What if I can't get approved for premium point cards? Start with Amex Membership Rewards Credit Card (Rs 4.5 lakh income requirement). Build history. Graduate to Amex Platinum or HDFC Diners Club Black. Point earning starts immediately, even on entry-level cards.

How long does it take to learn point optimization? Basic transfer partner understanding: 2-3 hours of research. Award booking proficiency: 5-10 bookings over 6 months. After that, redemptions take 15-30 minutes. Annual time investment under 10 hours for Rs 1,00,000+ value.

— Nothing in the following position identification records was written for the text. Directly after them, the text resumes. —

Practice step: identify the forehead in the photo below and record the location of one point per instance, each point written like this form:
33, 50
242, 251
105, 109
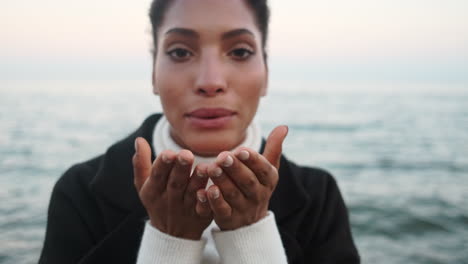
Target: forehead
209, 16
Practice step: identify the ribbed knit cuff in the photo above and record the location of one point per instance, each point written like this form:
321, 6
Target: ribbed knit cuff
158, 247
257, 243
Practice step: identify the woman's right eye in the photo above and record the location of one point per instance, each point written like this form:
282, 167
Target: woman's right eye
179, 54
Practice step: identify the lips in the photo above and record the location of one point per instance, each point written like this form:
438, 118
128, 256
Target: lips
210, 113
210, 117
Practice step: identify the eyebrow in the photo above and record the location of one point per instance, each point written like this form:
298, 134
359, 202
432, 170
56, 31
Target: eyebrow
193, 34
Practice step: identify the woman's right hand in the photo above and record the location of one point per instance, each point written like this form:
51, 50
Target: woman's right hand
169, 193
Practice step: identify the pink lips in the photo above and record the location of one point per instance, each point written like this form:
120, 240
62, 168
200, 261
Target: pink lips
210, 117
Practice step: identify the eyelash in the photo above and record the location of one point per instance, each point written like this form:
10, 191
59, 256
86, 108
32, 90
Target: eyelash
241, 58
176, 56
173, 54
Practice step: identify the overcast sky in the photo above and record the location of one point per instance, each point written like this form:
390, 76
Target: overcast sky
343, 40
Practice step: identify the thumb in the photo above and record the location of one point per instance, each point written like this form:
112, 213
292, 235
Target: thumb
274, 145
141, 162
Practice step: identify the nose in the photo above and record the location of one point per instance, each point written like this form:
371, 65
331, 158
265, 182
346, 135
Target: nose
210, 79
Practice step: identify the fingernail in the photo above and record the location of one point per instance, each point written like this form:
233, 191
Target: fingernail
200, 174
182, 161
136, 145
201, 197
228, 161
244, 155
217, 172
166, 159
215, 194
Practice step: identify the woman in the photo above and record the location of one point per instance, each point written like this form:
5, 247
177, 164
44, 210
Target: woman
209, 196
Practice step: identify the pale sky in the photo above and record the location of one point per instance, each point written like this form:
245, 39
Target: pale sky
389, 40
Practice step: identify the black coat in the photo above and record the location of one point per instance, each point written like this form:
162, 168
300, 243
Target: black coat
95, 215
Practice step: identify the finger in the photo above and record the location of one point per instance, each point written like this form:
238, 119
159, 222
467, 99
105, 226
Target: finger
230, 192
239, 173
203, 208
197, 181
161, 170
179, 177
141, 162
274, 145
265, 172
220, 208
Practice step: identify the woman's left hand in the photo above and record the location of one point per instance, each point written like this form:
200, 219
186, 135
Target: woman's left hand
243, 183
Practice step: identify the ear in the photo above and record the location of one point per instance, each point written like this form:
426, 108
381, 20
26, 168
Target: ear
153, 77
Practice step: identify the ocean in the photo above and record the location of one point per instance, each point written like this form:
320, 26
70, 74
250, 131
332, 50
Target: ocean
400, 156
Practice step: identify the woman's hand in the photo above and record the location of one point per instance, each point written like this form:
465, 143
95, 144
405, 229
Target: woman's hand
243, 183
169, 193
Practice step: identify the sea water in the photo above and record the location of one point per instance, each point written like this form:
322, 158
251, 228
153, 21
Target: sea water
400, 156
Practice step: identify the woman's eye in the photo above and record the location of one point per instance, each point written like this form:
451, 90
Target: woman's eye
241, 54
179, 54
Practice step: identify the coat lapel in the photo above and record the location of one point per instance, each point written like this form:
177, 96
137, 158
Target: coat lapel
114, 179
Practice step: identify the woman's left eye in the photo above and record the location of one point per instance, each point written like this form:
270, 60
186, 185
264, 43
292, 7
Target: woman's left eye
241, 54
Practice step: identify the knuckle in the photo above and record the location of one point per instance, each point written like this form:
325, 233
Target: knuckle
231, 195
223, 212
248, 184
176, 185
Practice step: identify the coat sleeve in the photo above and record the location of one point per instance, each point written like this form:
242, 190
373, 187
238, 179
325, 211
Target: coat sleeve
67, 237
75, 232
330, 241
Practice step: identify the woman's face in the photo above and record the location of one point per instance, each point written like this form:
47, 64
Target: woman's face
209, 72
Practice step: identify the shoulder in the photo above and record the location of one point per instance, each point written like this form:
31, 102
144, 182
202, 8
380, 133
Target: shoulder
78, 177
314, 180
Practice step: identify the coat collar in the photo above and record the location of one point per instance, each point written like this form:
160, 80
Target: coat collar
114, 179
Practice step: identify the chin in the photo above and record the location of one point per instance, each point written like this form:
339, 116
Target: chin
212, 145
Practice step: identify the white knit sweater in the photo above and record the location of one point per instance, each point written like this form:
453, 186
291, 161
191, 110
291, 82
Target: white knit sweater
257, 243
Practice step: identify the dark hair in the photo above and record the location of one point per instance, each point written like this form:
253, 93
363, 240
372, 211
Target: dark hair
259, 7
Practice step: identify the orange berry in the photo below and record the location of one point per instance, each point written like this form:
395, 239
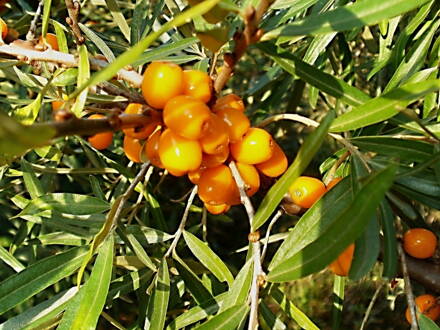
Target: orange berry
275, 165
186, 116
217, 209
419, 243
215, 159
103, 140
216, 137
179, 155
305, 191
51, 39
132, 148
427, 305
197, 84
57, 105
144, 131
194, 176
4, 28
333, 183
256, 147
229, 101
341, 266
152, 149
238, 123
162, 81
217, 186
250, 176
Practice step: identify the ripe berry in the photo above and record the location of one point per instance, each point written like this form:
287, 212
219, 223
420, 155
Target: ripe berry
57, 105
333, 183
194, 176
179, 155
305, 191
216, 137
427, 305
197, 84
420, 243
217, 186
144, 131
215, 159
186, 116
4, 28
217, 209
51, 39
162, 81
275, 165
103, 140
341, 266
250, 176
229, 101
256, 147
152, 149
238, 123
132, 148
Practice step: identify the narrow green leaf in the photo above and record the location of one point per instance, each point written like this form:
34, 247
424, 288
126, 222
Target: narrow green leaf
334, 240
385, 106
229, 319
83, 78
291, 310
348, 17
65, 203
338, 301
395, 147
41, 313
389, 241
314, 222
134, 52
239, 291
208, 258
10, 260
197, 313
112, 5
27, 115
415, 59
158, 303
129, 283
102, 46
46, 16
305, 154
39, 276
85, 314
192, 282
323, 81
33, 185
367, 246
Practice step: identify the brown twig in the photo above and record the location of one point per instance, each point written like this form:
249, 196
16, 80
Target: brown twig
83, 126
248, 36
408, 289
25, 51
33, 27
73, 8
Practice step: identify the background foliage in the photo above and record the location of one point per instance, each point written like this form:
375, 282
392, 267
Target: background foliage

Aren't point values subjective? Partially. But business class flights have cash prices. A Rs 3,00,000 ticket redeemed for 60,000 miles is objectively Rs 5 per mile. The subjectivity is whether you'd pay Rs 3,00,000 cash. If no, the value is lower for you personally.

What happens if transfer partners devalue? Diversify. Hold Amex (transfers to 10+ partners), HDFC (transfers to 8+ partners), and HSBC Premier (transfers to 5+ partners). When one devalues, shift to others. Cashback can't diversify—1.5% is always 1.5%.

Should I ever convert points to cashback? Rarely. Most point-to-cash conversions give Rs 0.25-0.40 per point. Transfer to partners gives Rs 0.70-2.00 per point. Only convert if you desperately need cash and can't wait for travel redemption.